日本では少子高齢化が大きな問題となっているが、それは中国も同様だ。中国は一人っ子政策の実施によって出生数が歪み、その結果として人口全体に占める高齢者の割合が高まっている。だが、中国メディアの今日頭条はこのほど、日本は中国に比べて高齢者が幸福に生活することが可能な「養老天国」だと伝えた。

 記事は、中国の高齢者に対する福祉は整備されつつあると伝える一方、この点で日本は中国を圧倒的に上回っていると指摘。中国には高齢者が楽しめる街や娯楽場は少ないと指摘。日本人は高齢者向けのショッピング街を造り出しているだけでなく、高齢者の生活のために行き届いたサービスを提供していると称賛した。

 この事例の1つとして記事は、東京の「巣鴨地蔵通商店街」を紹介。この長さ800メートルほどの商店街には毎年800万人の高齢者が訪れると説明、通りの両側には高齢者用の服飾店、生活用品店、健康器具販売店、薬局、化粧品店、食べ物屋、カラオケ店などが並んでいると紹介。「ここには高齢者が好きなもの全てが揃っている」と絶賛。また、若者たちもこの街で両親への贈り物を探すことができると称賛した。

 さらに、日本には高齢者のために設計された「神器」が存在すると紹介。神器の例として「携帯入れ歯洗浄器」、「介護用おはし」、LEDライト付ルーペが付属した「ユニバーサル爪切り」、「QRコード付き爪シール」、「携帯救命バッグ」などを挙げ、これらの神器はすべて「高齢者の生活の質を向上させ、より便利に、より生活の幸福感を向上させるためのものである」と指摘した。
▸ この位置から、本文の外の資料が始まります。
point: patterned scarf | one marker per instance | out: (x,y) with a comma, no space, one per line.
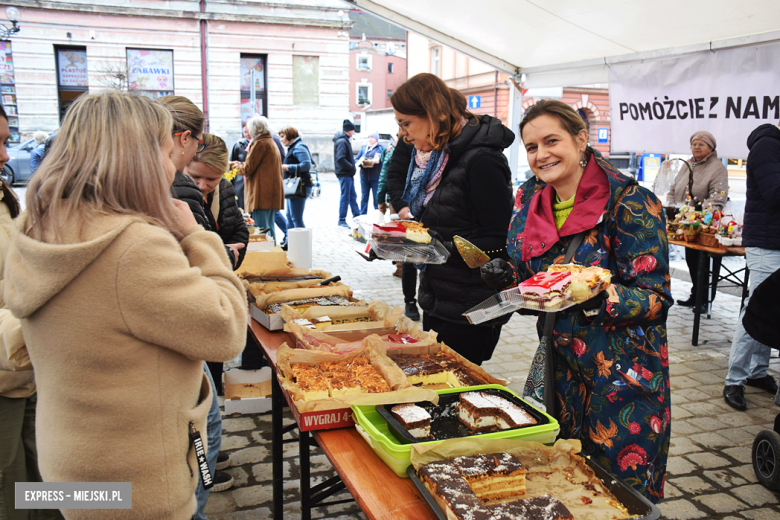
(423,178)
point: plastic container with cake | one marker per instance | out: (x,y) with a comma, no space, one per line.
(374,427)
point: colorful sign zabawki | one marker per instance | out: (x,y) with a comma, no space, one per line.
(6,64)
(150,69)
(72,68)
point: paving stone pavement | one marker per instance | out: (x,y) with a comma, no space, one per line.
(710,474)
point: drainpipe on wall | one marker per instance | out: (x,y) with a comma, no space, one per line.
(204,66)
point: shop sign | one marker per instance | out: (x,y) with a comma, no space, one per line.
(72,65)
(150,69)
(6,64)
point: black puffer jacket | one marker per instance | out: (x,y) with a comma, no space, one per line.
(762,208)
(185,189)
(229,223)
(473,200)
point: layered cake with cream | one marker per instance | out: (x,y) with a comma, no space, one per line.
(436,369)
(481,411)
(492,476)
(546,290)
(414,419)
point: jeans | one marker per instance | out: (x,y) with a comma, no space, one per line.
(749,359)
(281,222)
(264,218)
(348,198)
(295,207)
(214,432)
(368,182)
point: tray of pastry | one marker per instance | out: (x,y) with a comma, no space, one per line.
(406,241)
(469,502)
(560,287)
(467,412)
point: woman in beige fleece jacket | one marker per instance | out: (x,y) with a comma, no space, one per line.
(121,298)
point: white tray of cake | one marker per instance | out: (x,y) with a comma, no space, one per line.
(560,287)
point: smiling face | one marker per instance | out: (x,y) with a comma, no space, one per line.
(415,130)
(700,149)
(204,176)
(553,153)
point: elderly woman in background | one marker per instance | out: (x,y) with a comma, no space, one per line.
(707,185)
(262,171)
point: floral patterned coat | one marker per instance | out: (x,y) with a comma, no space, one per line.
(611,371)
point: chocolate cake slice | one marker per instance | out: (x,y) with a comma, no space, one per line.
(414,419)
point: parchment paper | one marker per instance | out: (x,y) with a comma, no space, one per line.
(547,468)
(402,392)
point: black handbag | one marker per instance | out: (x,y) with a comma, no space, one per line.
(294,188)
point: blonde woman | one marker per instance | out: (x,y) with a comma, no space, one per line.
(140,297)
(262,171)
(206,169)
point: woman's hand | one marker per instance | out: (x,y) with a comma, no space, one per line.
(235,248)
(184,217)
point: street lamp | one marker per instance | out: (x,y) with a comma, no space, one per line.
(13,15)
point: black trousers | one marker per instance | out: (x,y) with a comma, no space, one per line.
(409,282)
(474,342)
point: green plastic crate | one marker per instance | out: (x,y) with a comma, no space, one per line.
(373,428)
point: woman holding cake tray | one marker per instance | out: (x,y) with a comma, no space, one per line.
(458,183)
(609,354)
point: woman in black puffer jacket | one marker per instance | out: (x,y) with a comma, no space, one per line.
(459,183)
(222,210)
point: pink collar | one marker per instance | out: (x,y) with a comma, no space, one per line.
(540,233)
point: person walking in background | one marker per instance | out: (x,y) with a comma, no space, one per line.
(36,155)
(127,254)
(238,154)
(344,166)
(370,165)
(749,359)
(297,163)
(262,170)
(708,186)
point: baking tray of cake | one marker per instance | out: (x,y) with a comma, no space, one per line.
(444,416)
(639,508)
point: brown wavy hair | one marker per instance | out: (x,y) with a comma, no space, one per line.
(426,95)
(106,160)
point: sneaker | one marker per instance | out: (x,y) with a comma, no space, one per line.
(735,396)
(223,460)
(411,311)
(222,481)
(766,383)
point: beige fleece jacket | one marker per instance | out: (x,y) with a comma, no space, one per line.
(118,319)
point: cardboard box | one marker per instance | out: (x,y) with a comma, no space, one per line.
(248,391)
(269,321)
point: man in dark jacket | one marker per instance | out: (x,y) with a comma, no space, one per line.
(184,188)
(239,154)
(749,358)
(345,172)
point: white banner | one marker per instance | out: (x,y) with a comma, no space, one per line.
(658,104)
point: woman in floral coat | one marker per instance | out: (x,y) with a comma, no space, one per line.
(610,355)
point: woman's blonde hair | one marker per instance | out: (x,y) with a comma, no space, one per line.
(215,155)
(426,95)
(186,115)
(106,160)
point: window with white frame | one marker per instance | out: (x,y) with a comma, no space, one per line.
(436,61)
(364,93)
(364,62)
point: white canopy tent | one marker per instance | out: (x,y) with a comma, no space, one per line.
(571,42)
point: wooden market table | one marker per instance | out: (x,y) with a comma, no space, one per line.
(380,493)
(703,282)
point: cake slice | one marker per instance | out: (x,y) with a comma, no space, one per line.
(414,419)
(493,476)
(481,411)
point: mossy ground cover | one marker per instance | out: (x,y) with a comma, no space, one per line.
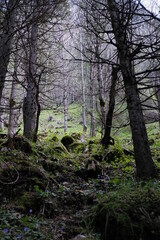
(82,191)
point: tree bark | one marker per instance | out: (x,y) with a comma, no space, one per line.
(107,139)
(12,124)
(92,102)
(30,105)
(100,86)
(144,163)
(83,91)
(6,39)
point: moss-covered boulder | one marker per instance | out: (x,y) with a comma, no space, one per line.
(20,143)
(131,212)
(78,147)
(76,136)
(67,141)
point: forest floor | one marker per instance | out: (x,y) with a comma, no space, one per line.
(72,188)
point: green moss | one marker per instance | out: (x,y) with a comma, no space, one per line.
(67,141)
(132,212)
(77,147)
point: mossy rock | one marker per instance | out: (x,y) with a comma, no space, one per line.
(77,147)
(59,149)
(28,200)
(67,141)
(55,139)
(20,143)
(114,153)
(129,213)
(76,136)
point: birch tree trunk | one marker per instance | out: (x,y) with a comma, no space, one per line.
(30,107)
(6,39)
(83,91)
(144,163)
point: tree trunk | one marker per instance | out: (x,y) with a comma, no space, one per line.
(107,139)
(6,38)
(30,107)
(144,163)
(2,110)
(100,85)
(92,104)
(12,125)
(83,91)
(157,94)
(65,101)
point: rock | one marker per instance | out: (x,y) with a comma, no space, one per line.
(67,141)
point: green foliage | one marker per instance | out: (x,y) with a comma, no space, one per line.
(131,212)
(14,225)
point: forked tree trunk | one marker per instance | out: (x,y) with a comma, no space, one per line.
(144,163)
(107,139)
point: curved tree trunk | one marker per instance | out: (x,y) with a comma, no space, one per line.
(144,163)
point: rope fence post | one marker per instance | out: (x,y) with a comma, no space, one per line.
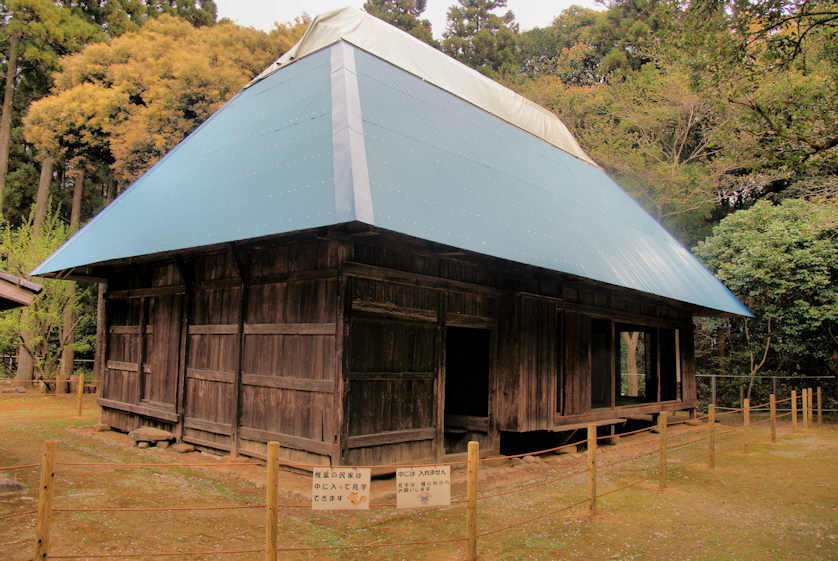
(711,427)
(471,497)
(45,493)
(746,425)
(805,408)
(592,467)
(271,480)
(79,393)
(663,426)
(820,406)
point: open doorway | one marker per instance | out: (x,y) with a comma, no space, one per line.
(467,358)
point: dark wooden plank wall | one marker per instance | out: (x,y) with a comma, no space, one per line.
(391,377)
(287,338)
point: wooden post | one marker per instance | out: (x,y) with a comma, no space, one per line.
(79,393)
(805,408)
(746,425)
(45,500)
(592,468)
(663,426)
(271,480)
(820,406)
(471,497)
(711,427)
(713,389)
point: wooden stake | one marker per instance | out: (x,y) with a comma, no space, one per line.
(45,500)
(805,404)
(746,425)
(592,468)
(79,393)
(271,480)
(711,427)
(663,426)
(820,406)
(471,497)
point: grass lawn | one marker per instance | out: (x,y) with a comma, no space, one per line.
(778,502)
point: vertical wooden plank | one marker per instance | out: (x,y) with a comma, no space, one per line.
(271,480)
(471,498)
(140,357)
(746,424)
(663,427)
(615,353)
(180,397)
(820,406)
(592,468)
(658,361)
(439,380)
(711,440)
(45,493)
(235,402)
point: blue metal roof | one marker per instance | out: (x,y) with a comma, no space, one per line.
(415,159)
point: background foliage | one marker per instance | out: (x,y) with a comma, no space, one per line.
(719,117)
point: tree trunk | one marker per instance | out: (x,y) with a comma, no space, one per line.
(25,363)
(99,356)
(6,119)
(42,199)
(67,353)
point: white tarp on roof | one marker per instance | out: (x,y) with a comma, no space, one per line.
(408,53)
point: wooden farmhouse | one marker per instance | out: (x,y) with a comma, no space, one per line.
(373,254)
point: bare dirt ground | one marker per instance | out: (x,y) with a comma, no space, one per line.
(780,501)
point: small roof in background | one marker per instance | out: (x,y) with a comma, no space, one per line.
(16,292)
(342,135)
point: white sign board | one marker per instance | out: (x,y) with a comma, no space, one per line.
(423,486)
(340,489)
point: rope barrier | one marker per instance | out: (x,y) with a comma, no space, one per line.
(624,487)
(139,465)
(532,519)
(15,468)
(154,554)
(545,451)
(16,514)
(541,483)
(153,509)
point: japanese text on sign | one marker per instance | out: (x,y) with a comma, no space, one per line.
(340,489)
(423,486)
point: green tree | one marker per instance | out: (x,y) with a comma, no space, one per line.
(405,15)
(782,262)
(480,38)
(771,67)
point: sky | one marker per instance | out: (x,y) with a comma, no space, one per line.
(262,14)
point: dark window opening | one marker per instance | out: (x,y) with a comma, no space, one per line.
(637,364)
(600,363)
(467,357)
(670,367)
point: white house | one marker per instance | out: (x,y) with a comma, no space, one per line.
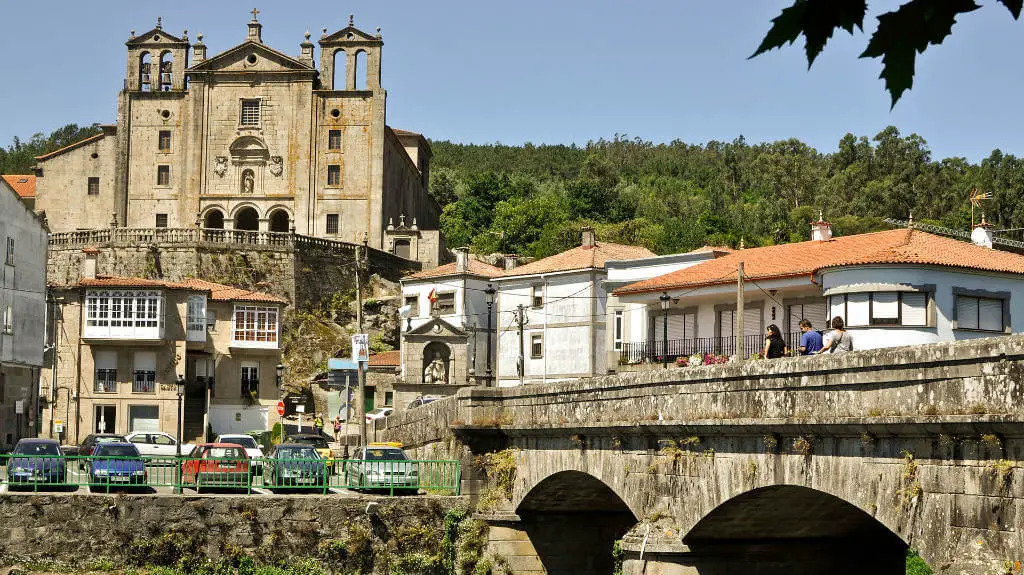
(892,288)
(552,313)
(445,334)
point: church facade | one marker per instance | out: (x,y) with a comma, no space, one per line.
(251,139)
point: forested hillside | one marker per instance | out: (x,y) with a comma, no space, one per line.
(677,196)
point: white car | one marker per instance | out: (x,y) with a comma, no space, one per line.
(247,442)
(157,444)
(378,413)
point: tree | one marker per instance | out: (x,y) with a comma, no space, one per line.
(901,35)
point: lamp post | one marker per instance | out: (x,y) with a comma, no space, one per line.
(177,444)
(666,302)
(491,304)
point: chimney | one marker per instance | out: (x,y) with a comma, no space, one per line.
(820,230)
(589,239)
(462,260)
(88,265)
(982,233)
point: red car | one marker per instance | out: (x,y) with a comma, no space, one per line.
(216,465)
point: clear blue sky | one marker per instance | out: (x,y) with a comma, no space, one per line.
(554,72)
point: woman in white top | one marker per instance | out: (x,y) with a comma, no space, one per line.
(839,340)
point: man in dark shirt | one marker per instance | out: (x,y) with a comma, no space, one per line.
(810,341)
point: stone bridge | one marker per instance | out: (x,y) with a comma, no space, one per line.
(817,465)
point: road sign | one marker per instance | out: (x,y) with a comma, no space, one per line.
(360,347)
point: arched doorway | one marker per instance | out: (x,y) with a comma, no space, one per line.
(573,520)
(279,221)
(785,529)
(247,219)
(214,220)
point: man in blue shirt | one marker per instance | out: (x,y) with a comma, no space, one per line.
(810,341)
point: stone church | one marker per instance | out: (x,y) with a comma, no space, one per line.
(251,139)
 記事は、高齢者に対する日本社会の配慮を絶賛しており、高齢の両親や知り合いがいる中国の読者に対して、巣鴨を訪れ、こうした神器をお土産としてプレゼントすればきっと喜ばれるに違いないと説明している。(編集担当:村山健二)(イメージ写真提供:(C)kuremo/123RF.COM)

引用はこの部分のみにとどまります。